Fotoğrafta iki ayrı tweet paylaşımı görüyoruz. İlk paylaşımda Erdem Sezer, insanların hayatında bazı konularda tavsiye verme pozisyonunda olan kişilerin genellikle gerçekte istemediği için mi, çocuğu olmuyor, evlenmiyor, kilosunu düzeltemiyor gibi durumlar yaşadıklarını ve bunları öğrendikten sonra tavsiyelerde bulunduklarını belirtmiş. İkinci paylaşımda ise Erdem Sezer, toplumda "iyi niyet" adı altında, insanların bilmediği hayatlara müdahale etme gibi önemli bir sorun olduğunu dile getirmiş. Bu müdahalenin ailelerin yıkılmasına, saçma evliliklerin kurulmasına ve psikolojilerinin bozulmasına sebebiyet verdiğini ifade etmiş. Her iki tweet'te de "iyi niyetli" tavsiyelerin aslında müdahaleci olduğunu ve istenmeyen sonuçlara yol açabileceğini ima ederek bir eleştiri yapılmış.

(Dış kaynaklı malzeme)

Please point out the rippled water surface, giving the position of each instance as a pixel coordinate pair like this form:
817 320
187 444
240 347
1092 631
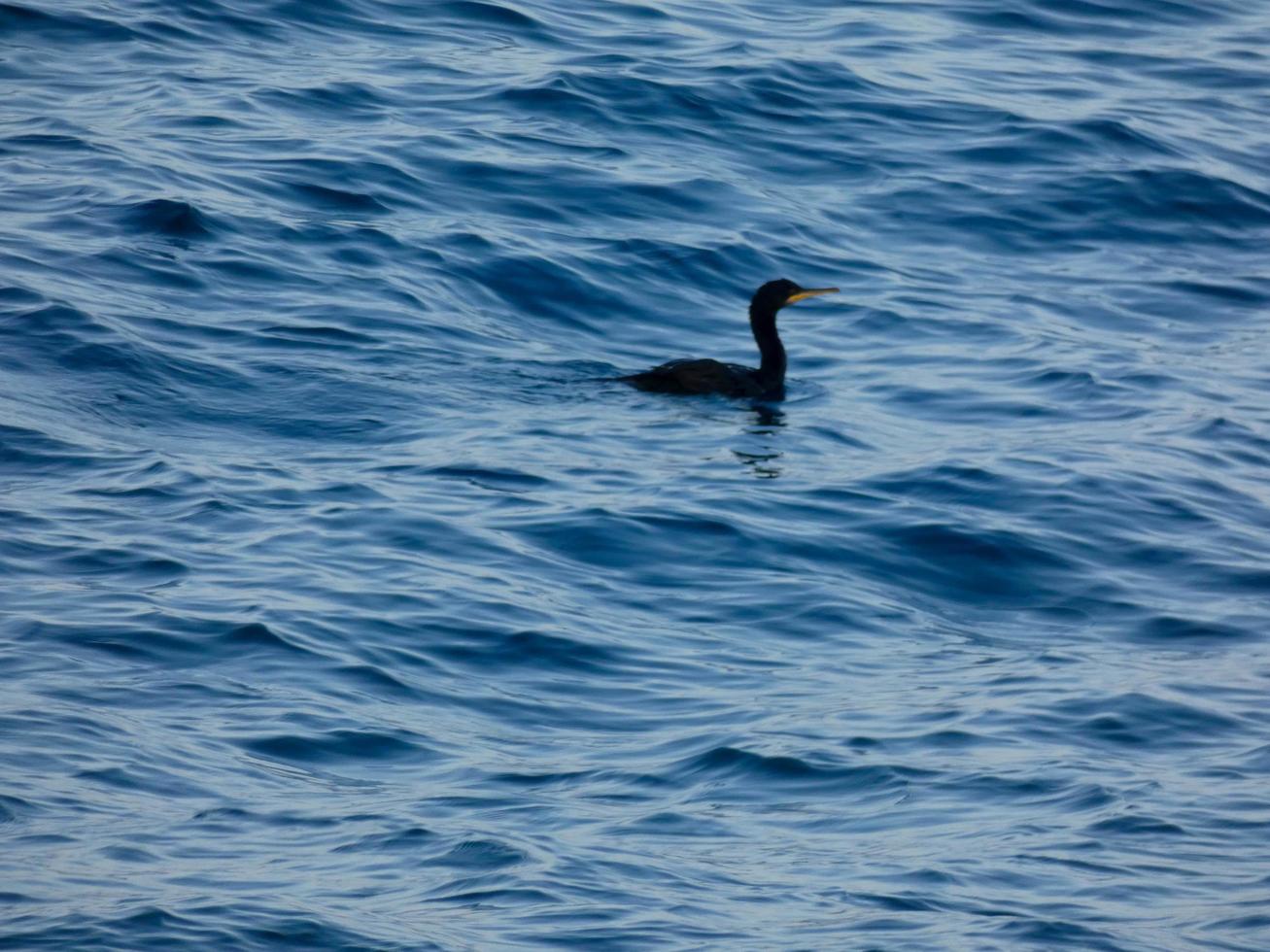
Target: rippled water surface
346 604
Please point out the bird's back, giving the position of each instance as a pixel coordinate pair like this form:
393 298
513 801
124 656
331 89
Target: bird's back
703 376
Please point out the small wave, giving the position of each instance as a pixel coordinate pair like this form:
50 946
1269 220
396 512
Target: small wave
169 218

Resimde Erdem Sezer'in bir tweet'i görünüyor. Tweet'te "Çok sevdiğim bir söz var, "cehenneme giden yol, iyi niyet taşlarıyla döşenmiştir" diye. İnşallah hal dilini öğrenir ve bu arizalarımızı tedavi ederiz. Yoksa yollarımıza döşediğimiz taşlar böyle kalp kırdıkça bizi çok hayırlı bir yere çıkarmayacak." yazıyor. Şaka, iyi niyetin her zaman iyi sonuçlar doğurmadığına ve bazen iyi niyetle yapılan şeylerin bile istenmeyen sonuçlara yol açabildiğine vurgu yapıyor. "Cehenneme giden yol, iyi niyet taşlarıyla döşenmiştir" sözü de bu durumu ifade ediyor.